Fiction

The weather is fine now, but this morning it was snowing, I think with flakes already melting, they fell straight down, close together and quite quickly. A source of desperation. I have to do something, set the brain free. Find out something more about Ding Ling.

Born in 1904, she belonged to the May 4th movement, a literary club that is breaking away from traditional Chinese culture. By 1920 Confucianism had taken on the features of a political straitjacket protecting the corrupt elite. And politics in China is then in an identity crisis, after the Boxer thing and after the subsequent international sanctions. The Treaty of Versailles also provokes revolt.
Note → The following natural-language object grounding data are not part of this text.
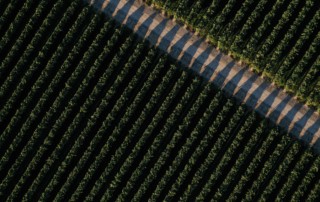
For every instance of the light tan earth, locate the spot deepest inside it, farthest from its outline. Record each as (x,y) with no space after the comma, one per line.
(220,69)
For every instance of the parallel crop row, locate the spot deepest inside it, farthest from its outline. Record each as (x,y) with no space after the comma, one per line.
(279,38)
(89,112)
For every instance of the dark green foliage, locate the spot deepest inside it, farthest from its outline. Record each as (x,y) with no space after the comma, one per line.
(89,112)
(278,38)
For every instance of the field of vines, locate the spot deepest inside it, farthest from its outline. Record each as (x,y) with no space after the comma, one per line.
(90,112)
(278,38)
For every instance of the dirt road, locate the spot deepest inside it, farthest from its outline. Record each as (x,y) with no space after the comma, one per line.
(216,67)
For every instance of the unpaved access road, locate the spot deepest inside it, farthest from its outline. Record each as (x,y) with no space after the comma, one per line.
(218,68)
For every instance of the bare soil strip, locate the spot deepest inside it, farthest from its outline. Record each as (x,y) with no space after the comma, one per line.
(218,68)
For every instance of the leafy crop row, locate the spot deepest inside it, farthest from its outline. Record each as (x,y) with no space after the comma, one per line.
(90,112)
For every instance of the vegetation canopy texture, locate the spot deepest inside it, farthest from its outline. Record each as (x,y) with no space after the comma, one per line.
(279,39)
(89,112)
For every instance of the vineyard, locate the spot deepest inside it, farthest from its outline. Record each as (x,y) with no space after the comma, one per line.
(277,38)
(90,112)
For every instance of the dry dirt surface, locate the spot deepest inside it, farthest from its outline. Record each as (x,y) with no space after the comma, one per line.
(235,79)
A time of warring locally supported generals follows. They populate the political scene. That battle turned into a civil war that ended around 1949 with the Kuomintang in Taiwan and the CCP on the mainland. It lasted from 1927 to 1949, interrupted by the Second Sino-Japanese War between 1937 and 1945.
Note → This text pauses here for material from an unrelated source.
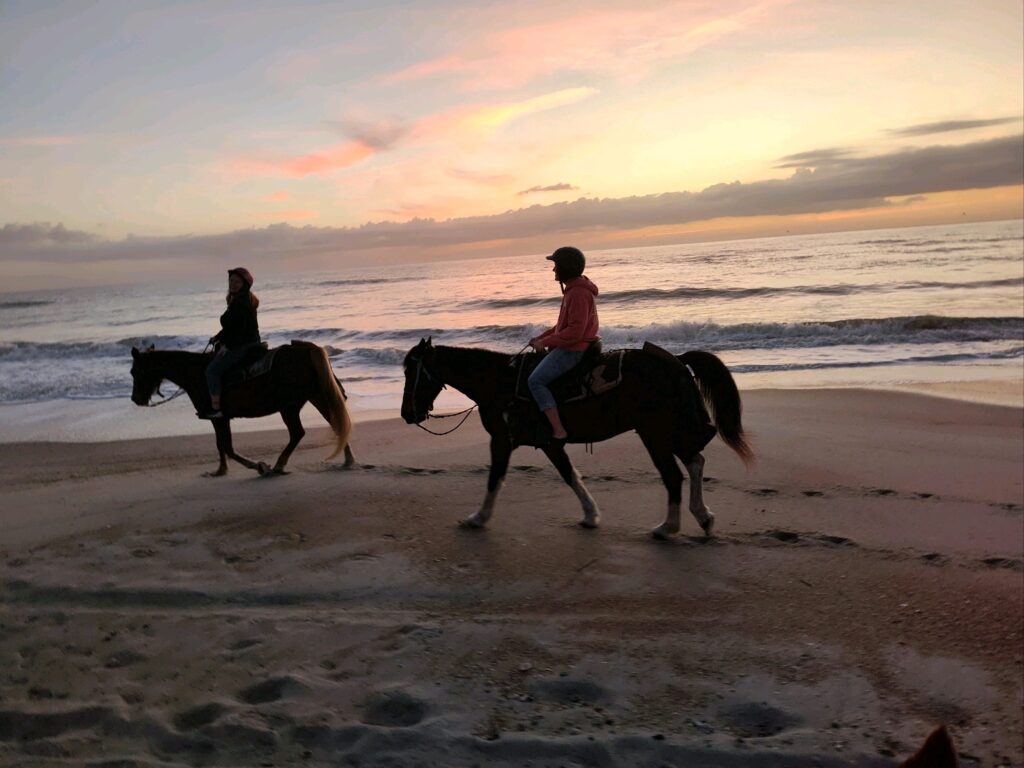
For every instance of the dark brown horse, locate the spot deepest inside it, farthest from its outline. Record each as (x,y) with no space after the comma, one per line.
(301,373)
(657,397)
Ding Ling joined the CCP in 1932 and was later imprisoned for 5 years after she published dissenting views. She always employed literary means to express her own thoughts. In a life that was all the time constrained by dominant moralities, whether they were feudally backward, or of the May 4th movement, or emerged with the whims of the CCP (the leap forward, the cultural revolution, the opened economy) or were invoked by the feminists in the USA (where she visited in 1981).

Many of the May 4 movement saw accessible literature as an important tool for influencing political culture. I am also going to use that instrument. I too often see my own views rebounding against the dominant morality (and my own limitations). I then use “fiction” as a label.